Bei einem Protest vor der iranischen Botschaft beschlagnahmt die Polizei ein harmloses Transparent. Danach kommt es zu Schlägereien. Die Folge: zehn Verletzte.

Erst zeigen die Demonstranten ihre Plakaten gegenüber der iranischen Botschaft ... Bild: Verein iranischer Flüchtlinge

Es geschah am Tag der internationalen Menschenrechte. Vor der iranischen Botschaft in Dahlem protestieren oppositionelle Iraner. "Nieder mit der Islamischen Republik", fordern sie in Sprechchören und auf Transparenten. Das tun sie jedes Jahr. Doch diesmal - es ist Freitag, der 10. Dezember - beschlagnahmen Polizisten das Plakat. Eine Rechtsgrundlage dafür gibt es offenbar nicht. Bei dem Versuch, den Demonstranten das Transparent zu entreißen und einige von ihnen festzunehmen, werden mehrere Personen teils schwer verletzt.

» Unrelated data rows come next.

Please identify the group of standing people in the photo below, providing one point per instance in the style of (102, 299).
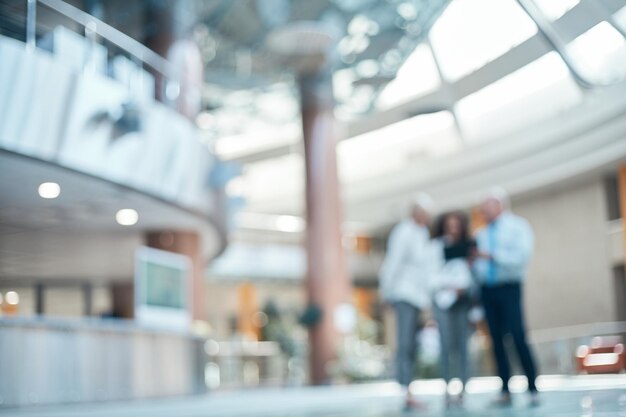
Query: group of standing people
(451, 273)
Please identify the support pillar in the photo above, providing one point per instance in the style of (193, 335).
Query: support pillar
(327, 279)
(190, 245)
(621, 186)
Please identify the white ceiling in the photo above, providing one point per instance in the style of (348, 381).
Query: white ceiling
(76, 236)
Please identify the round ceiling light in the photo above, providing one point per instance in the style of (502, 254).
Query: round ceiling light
(49, 190)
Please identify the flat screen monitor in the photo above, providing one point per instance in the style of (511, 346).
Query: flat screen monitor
(162, 289)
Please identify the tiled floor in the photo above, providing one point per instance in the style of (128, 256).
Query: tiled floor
(586, 396)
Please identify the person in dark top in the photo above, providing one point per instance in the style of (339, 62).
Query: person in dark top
(452, 290)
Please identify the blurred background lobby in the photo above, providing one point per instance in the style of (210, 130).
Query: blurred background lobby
(196, 197)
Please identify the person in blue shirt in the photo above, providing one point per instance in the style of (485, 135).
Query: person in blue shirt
(504, 250)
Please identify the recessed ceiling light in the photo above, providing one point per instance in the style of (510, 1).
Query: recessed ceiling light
(49, 190)
(127, 217)
(12, 298)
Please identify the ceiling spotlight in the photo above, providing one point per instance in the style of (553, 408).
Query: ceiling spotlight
(127, 217)
(49, 190)
(12, 298)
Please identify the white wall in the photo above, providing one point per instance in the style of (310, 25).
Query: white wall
(570, 279)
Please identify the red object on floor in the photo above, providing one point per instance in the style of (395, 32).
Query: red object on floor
(604, 356)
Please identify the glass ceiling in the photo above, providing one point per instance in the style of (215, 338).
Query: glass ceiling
(532, 91)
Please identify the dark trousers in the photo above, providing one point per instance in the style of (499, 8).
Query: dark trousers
(407, 323)
(503, 310)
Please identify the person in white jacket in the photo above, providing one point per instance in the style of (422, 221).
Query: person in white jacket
(404, 285)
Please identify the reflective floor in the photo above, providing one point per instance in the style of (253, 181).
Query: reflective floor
(585, 396)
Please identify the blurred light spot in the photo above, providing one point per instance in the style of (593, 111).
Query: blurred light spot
(49, 190)
(12, 298)
(127, 217)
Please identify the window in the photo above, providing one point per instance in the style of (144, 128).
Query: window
(554, 9)
(600, 54)
(533, 93)
(472, 33)
(417, 76)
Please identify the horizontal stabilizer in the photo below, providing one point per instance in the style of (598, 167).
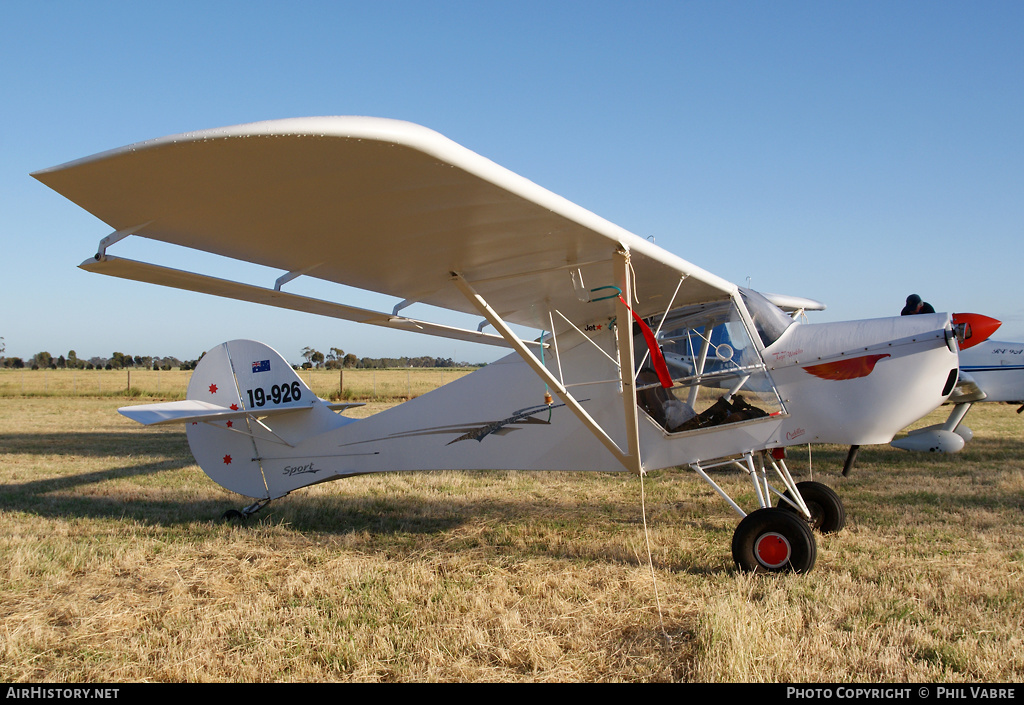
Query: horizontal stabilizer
(195, 410)
(933, 440)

Der Verein iranischer Flüchtlinge und das Komitee zur Unterstützung politischer Gefangener im Iran forderten am Sonntag eine lückenlose Aufklärung des "brutalen Polizeieinsatzes". Acht Menschenrechtler seien verletzt worden heißt es. Die Rede ist von einen Nasenbeinbruch, eine Gehirnerschütterung, zahlreiche Hämatome und Hautverletzungen. Am schlimmsten habe es eine 57-jährige Frau getroffen, die mit einer Wirbelsäulenfraktur im Krankenhaus liege, wie ihre Tochter der taz sagte.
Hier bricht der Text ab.